Axle7XStriker avatar Mar 16 '18 04:03 Axle7XStriker

This is clear to apart from but I was just wondering what should happen in cases when both 'q' parameters and 'langpair' parameter received are of unequal size. For example, 'q' parameters received are 2 and 'langpair' parameter received are 4.

I think that one of the following behaviors is fine:

  • don't return any translations and set the global responseStatus != 200.
  • return as many translations as you can match and for the rest responseStatus != 200.

This part is particularly unclear to me since there are no examples provided for the above statement.

Say you have two translations that fail with responseDetails=A, responseStatus=X and responseDetails=B, responseStatus=Y and one successful with responseDetails=C,responseStatus=200. Then, the global responseDetails=A, responseStatus=X OR responseDetails=B, responseStatus=Y.

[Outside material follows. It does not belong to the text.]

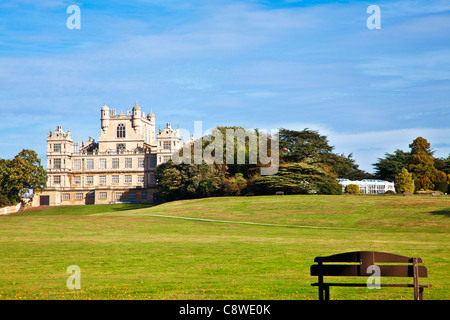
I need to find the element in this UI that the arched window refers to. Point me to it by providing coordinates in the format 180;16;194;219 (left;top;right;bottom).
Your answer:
117;123;125;138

sushain97 avatar Mar 16 '18 04:03 sushain97

Ok I got the first part but for the second part. There are many reasons for a translation to fail like language pair not found and other such problems, but in those cases APy uses the send_error() method of tornado to send the response and there's no mention of responseDetails and responseStatus in those responses. So how can I set the global parameters without those.

Axle7XStriker avatar Mar 16 '18 04:03 Axle7XStriker

For example, 'q' parameters received are 2 and 'langpair' parameter received are 4.

If there is more than one langpair, isn't that an error? I interpreted the original as saying "we allow more than one q, which will all be translated with the same langpair".

@michalpodbielski can you verify? Have you ever used more than one langpair-parameter in a request?

unhammer avatar Mar 16 '18 08:03 unhammer

I never used more than one langpair in same request. One request can translate several texts (q) from same langpair. For new langpair we just send new request.

michalpodbielski avatar Mar 21 '18 07:03 michalpodbielski

So, should I assume that we are supporting multiple q's and only single langpair with each request now. Also what about showing error about which I asked in my previous comment

There are many reasons for a translation to fail like language pair not found and other such problems, but in those cases APy uses the send_error() method of tornado to send the response and there's no mention of responseDetails and responseStatus in those responses. So how can I set the global parameters without those.

Axle7XStriker avatar Mar 21 '18 08:03 Axle7XStriker

I think we should send_error if at least one of the q's is an error, ie. never send a "half-way" complete answer. Errors should be exceptional, we shouldn't expect people to have to deal with them in any other way than sending the whole request over again.

Whether there should be some change in the contents of the send_error response should go in a separate Issue from this one.